When an employee requests a medical leave, employers can rightfully ask for supportive documents from a doctor. But, what happens when the person requests a schedule change for religious reasons? You can't exactly ask for a note from the employee's higher power.
In religious accommodation cases, everyone is operating on good-faith beliefs and honesty. That is, until the employee doesn’t show up to work. Then what? Is the employee exempt from the attendance policy? Is a written absence warning considered an act of retaliation?
One court recently ruled that as long as you properly dot your “i’s” and cross your “t’s," you can discipline employees for not showing up as scheduled ... even if they claim it's for religious reasons.
Case in Point: Najmah Rashas worked as a legal secretary for a Washington, D.C., transit agency (WMATA). She is Muslim and asked for an alternative work schedule that would allow her to leave early on Friday afternoons to attend the weekly Muslim prayer service. Her employer granted the request and rescheduled her to start work earlier and stay later on Mondays through Thursdays to make up for the early-Friday exits.
However, one Thursday, Rashas missed work without giving advance notice (as required under the attendance policy) or possessing available leave.
WMATA sent her a warning letter, noting that her Friday accommodation “conflicts with” the agency's normal alternative schedule and “may impose a burden” on the department. The letter referred to Rashad's unapproved absence from Thursday and urged her to be careful to adhere to her new schedule. If she did not, she would risk discipline for being AWOL, the letter said.

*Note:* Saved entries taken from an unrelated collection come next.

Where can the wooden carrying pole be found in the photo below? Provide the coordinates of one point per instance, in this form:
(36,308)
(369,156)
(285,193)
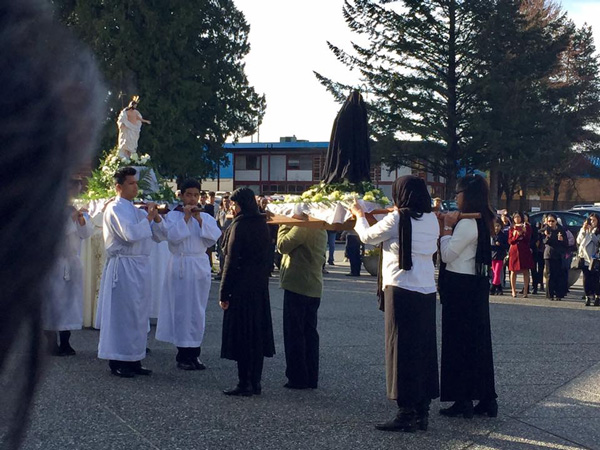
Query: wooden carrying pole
(310,222)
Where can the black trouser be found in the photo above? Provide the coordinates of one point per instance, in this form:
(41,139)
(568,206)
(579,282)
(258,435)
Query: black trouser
(556,278)
(591,282)
(353,253)
(537,273)
(301,338)
(250,370)
(185,354)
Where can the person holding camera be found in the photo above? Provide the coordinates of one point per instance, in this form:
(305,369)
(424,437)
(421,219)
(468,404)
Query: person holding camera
(588,241)
(520,259)
(555,242)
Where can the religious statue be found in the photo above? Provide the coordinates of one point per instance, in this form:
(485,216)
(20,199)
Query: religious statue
(130,124)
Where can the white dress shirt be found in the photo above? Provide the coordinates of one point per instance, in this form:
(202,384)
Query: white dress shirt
(425,232)
(458,250)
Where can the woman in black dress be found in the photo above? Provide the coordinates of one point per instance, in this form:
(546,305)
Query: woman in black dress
(244,294)
(467,369)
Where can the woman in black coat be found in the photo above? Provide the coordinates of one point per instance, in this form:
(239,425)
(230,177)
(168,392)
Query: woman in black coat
(555,246)
(244,294)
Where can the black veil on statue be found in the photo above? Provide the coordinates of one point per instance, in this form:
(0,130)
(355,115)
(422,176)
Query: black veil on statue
(349,155)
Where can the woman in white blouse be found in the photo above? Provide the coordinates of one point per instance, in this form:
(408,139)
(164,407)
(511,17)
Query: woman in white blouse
(409,239)
(467,370)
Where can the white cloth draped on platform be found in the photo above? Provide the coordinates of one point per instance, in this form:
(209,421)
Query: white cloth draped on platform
(62,308)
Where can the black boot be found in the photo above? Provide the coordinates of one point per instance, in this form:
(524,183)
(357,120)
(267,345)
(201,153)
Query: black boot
(489,407)
(65,348)
(405,420)
(52,347)
(463,407)
(422,411)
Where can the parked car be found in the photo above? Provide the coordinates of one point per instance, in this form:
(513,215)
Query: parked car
(572,221)
(585,212)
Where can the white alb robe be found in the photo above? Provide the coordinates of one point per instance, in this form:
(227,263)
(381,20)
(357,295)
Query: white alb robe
(182,311)
(129,134)
(62,309)
(124,297)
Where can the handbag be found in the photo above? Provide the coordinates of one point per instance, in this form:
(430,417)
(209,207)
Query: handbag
(578,263)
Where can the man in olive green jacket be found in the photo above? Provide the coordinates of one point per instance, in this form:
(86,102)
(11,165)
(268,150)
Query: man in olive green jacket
(301,277)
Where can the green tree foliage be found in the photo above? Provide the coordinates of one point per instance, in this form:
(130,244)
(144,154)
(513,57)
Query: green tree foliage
(185,60)
(418,65)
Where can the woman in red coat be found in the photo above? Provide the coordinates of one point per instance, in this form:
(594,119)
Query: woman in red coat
(520,259)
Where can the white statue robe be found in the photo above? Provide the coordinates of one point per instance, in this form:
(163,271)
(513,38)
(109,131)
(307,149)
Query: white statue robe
(124,296)
(62,309)
(182,311)
(129,134)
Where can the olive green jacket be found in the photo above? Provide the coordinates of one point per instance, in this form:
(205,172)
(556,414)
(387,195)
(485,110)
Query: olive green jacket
(303,251)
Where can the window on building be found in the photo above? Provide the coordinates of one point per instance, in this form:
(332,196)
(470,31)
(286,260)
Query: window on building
(302,162)
(246,162)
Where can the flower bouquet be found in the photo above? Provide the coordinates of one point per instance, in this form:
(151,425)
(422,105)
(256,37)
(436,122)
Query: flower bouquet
(327,205)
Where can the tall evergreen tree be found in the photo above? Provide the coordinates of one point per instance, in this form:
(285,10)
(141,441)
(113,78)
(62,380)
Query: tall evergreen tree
(418,65)
(185,60)
(519,49)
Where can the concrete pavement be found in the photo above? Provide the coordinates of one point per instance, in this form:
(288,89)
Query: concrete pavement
(547,358)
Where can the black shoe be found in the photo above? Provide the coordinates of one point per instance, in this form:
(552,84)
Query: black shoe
(66,350)
(489,407)
(422,412)
(142,371)
(240,391)
(405,421)
(123,372)
(186,365)
(291,385)
(198,365)
(464,408)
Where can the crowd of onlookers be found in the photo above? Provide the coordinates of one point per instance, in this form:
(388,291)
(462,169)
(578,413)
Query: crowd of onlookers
(543,255)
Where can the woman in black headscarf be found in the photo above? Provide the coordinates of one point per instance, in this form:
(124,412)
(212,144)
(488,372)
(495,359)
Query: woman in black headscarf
(409,239)
(467,362)
(244,294)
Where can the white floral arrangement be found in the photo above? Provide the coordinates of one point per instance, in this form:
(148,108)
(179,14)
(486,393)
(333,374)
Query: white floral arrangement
(101,185)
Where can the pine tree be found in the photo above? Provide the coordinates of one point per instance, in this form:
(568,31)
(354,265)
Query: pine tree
(418,67)
(185,60)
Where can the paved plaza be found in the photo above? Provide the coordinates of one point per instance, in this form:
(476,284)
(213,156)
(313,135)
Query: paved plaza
(547,358)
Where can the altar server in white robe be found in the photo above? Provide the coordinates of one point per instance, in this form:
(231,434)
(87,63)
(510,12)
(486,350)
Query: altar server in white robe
(62,309)
(124,297)
(182,312)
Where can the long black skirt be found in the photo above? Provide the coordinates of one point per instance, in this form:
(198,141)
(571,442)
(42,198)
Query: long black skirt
(467,360)
(411,347)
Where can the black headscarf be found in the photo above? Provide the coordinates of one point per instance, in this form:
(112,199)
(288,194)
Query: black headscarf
(412,199)
(244,198)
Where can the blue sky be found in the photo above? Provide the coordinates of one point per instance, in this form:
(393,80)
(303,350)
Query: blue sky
(288,41)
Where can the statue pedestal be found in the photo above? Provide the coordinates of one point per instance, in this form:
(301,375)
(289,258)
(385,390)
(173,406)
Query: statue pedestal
(146,179)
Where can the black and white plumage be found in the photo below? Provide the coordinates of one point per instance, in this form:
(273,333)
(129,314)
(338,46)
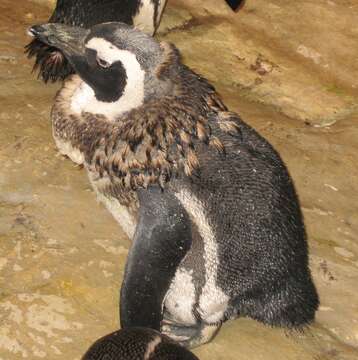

Rashad objected to receiving a written warning and claimed it was intimidating and punitive. So she filed a religious discrimination and retaliation lawsuit against WMATA.
Verdict: The court ruled in favor of WMATA, saying Title VII requires an employer to reasonably accommodate an employee's religion if it can do so without undue hardship. The court noted that WMATA correctly engaged in an "interactive process" with Rashad for several months to agree upon a reasonable accommodation.
The court ruled, “WMATA's messages informed Ms. Rashad that her absences constituted a burden but that it was willing and able to accommodate her religious practices despite the burden. WMATA was well within its rights to consider any burden imposed by an accommodation request and whether the burden rose to the level of an undue hardship.” (Rashad v. Wash. Metro. Area Transit Auth., D.D.C., 5/23/13)
3 Lessons Learned … Without Having To Go To Court
- Engage in the interactive process. The court was satisfied that the employer complied with the law even though it initially denied Rashad's request and then took five to six months to grant it. While the interactive process took a long time, it did, in fact, occur and the employee never disputed it or that she was granted an accommodation.
- Have an attendance policy with teeth. If the employer didn’t have an attendance policy to point to, this situation might indeed smack of discrimination and retaliation. But, a well-drafted policy alerts employees (and the courts) to the “house rules,” regardless of what religion they follow.
- Start with a warning letter. Now, this is key. The court observed that the warning letter "did not come out of the blue” and that “no repercussions would follow from the letter unless Rashad in the future failed to follow those procedures.” This strategy builds a strong record in the event the employee goes AWOL again. And, Lord knows it could happen.